I want to note that I am not a doctor. This information is sourced from the US Government, from the US Department of Health and Human Services. This is what their research has found.
If you are cooking with mixed-in eggs, be sure to cook to a temperature of 160F. If you're using raw eggs that you can see, you want both the yolk and white area to be firm.
Pork / Ham / Pig
If you're reheating pork products, you want to get it to 140F. However, if you're starting from raw pork or ham, make sure you bring it up to 145F and then rest post-cooking for at least 3 minutes.
Whole Beef, Veal, and Lamb
For steaks, chops, and roasts, make sure you reach 145F. Then make sure the meat rests post-cooking for at least 3 minutes.
For ground mixtures of these, you'll want to go higher - a temperature of 160F. You don't have to let that rest, though.
Chicken / Turkey / Poultry
For solid pieces like thighs, legs, and wings, you want the meat to get to at least 165F before serving.
For ground versions, you also want to aim for the same 165F temperature.
I love sushi, I admit it.
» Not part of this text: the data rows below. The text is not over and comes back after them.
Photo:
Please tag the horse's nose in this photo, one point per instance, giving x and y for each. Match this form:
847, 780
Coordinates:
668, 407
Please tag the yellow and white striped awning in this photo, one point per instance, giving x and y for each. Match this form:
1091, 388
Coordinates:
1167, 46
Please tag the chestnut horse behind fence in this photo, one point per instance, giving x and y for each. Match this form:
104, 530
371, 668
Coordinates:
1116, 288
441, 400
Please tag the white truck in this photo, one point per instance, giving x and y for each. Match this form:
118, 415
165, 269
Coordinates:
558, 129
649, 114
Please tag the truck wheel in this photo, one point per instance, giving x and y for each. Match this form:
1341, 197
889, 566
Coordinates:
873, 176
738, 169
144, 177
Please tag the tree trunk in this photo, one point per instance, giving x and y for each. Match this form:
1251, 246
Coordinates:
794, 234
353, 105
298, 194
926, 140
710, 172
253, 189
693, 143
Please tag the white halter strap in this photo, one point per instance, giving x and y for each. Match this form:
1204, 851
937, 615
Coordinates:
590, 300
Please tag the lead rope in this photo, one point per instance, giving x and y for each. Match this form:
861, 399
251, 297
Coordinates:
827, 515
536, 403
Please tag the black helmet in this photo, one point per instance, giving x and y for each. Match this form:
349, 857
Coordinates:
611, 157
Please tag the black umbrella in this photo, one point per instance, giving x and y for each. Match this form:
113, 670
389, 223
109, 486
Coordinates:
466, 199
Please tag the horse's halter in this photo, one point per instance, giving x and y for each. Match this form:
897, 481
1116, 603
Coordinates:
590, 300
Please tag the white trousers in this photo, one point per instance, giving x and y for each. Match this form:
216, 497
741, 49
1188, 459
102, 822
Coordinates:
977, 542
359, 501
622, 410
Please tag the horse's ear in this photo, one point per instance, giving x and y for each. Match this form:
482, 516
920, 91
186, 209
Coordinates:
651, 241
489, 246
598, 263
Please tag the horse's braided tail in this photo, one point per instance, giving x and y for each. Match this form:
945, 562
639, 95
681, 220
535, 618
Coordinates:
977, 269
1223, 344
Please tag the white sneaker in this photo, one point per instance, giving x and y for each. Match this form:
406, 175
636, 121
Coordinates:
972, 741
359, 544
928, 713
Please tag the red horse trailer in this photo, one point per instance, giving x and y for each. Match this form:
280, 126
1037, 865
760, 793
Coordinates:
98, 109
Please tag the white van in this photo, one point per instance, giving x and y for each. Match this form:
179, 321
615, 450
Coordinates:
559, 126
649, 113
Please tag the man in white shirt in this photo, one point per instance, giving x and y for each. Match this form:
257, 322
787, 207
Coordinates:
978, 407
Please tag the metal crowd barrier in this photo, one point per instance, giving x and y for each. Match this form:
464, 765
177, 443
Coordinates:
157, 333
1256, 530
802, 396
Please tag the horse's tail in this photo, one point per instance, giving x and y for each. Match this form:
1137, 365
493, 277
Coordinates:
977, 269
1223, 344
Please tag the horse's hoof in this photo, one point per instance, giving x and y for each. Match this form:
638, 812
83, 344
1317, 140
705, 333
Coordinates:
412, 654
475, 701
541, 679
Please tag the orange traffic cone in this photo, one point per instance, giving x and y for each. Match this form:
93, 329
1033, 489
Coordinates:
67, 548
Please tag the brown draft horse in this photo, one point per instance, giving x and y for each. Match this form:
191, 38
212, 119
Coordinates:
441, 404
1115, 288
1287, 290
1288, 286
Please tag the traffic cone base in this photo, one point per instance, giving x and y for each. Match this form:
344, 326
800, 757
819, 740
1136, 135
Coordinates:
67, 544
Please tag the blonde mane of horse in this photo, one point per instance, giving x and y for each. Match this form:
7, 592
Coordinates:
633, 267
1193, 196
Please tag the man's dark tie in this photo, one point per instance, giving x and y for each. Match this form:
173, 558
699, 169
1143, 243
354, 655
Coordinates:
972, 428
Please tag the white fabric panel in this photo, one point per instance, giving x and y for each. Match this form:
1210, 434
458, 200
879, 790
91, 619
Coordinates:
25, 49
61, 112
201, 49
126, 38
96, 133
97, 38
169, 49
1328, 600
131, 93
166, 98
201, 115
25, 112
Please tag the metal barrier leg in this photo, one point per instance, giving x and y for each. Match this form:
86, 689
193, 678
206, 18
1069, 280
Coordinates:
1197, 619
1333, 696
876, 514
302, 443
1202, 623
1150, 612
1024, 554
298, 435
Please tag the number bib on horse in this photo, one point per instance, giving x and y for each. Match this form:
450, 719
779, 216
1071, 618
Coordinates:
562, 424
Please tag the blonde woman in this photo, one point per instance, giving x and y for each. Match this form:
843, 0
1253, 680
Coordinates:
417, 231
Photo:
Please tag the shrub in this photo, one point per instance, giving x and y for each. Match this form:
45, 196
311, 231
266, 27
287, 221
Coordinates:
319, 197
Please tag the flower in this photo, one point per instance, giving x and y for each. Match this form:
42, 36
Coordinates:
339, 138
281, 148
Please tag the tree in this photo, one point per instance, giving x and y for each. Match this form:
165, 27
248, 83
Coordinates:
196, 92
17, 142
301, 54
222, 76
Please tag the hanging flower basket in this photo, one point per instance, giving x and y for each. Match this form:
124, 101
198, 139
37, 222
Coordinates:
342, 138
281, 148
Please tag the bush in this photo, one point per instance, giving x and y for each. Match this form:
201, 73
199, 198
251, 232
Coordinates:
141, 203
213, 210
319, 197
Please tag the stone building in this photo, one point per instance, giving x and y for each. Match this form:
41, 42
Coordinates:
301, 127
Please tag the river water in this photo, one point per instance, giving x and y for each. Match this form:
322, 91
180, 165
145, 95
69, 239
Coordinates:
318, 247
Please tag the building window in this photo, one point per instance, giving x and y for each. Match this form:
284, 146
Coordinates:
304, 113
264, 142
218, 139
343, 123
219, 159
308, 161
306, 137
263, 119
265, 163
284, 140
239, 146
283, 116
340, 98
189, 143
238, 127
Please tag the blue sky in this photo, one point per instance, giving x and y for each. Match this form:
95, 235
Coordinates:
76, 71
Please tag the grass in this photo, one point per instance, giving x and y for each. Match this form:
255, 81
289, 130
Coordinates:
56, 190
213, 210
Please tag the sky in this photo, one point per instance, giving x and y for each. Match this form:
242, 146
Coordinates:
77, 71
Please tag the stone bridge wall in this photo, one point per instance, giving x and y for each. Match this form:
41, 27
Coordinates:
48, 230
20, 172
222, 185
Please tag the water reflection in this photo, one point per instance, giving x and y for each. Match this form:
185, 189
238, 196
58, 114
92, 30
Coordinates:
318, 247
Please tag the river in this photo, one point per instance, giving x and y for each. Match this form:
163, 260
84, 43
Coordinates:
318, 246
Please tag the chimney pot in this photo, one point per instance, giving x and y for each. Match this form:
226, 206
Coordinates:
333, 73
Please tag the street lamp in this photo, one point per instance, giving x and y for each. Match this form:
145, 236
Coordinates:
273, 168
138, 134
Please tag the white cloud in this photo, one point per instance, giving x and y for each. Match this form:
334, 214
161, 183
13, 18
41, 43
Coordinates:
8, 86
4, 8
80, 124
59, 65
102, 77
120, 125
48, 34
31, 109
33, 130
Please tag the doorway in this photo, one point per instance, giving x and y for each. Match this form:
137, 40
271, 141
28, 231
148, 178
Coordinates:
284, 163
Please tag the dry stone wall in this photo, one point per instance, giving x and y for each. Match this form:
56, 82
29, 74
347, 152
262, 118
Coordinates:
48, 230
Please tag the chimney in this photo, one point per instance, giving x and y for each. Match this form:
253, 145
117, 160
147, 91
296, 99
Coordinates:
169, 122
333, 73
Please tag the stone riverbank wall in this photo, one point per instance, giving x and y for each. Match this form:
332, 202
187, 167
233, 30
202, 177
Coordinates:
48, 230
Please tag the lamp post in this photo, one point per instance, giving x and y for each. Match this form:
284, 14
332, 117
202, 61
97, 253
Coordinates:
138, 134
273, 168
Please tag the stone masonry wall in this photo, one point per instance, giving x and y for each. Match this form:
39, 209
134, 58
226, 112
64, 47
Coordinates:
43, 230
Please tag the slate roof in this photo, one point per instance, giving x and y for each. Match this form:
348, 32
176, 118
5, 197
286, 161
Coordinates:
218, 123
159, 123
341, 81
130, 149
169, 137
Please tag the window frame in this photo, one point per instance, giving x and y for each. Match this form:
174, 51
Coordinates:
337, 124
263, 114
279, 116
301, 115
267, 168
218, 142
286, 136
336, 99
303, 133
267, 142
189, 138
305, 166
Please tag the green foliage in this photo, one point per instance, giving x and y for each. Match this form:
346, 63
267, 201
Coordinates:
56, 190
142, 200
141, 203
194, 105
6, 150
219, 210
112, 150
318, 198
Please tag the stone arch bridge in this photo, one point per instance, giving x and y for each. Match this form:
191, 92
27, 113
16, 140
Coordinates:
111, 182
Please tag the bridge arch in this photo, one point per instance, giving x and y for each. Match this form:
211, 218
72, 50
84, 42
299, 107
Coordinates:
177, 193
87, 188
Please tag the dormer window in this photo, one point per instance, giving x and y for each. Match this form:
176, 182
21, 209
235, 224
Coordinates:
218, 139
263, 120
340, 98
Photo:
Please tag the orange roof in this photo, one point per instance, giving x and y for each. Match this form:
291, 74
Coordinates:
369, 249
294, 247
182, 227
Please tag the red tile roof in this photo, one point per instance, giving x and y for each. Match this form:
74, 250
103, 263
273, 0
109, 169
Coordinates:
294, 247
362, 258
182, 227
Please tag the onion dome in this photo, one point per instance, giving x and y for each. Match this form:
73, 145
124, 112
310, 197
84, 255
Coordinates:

So I'll eat it raw. However, the government recommends you cook it until 145F when the flesh separates with a fork.
Shrimp / Lobster / Crab
Cook until the flesh is pearly and opaque.
Clams / Oysters / Mussels
Make sure the shells are closed when you start. Cook until they open up.
Cook until the scallops become opaque and firm.
In general, cook everything until 165F. That way you know, no matter what's in it, that you're safe.
The color of a meat doesn't necessarily indicate if it's safe or non-safe. Depending on how you cook, a meat can be pink and quite safe - or it can be a darker color and unsafe. Be sure to go with a thermometer reading to know for sure.
It's better to cook well and stay healthy, vs testing how quickly your local medical teams react to phone calls!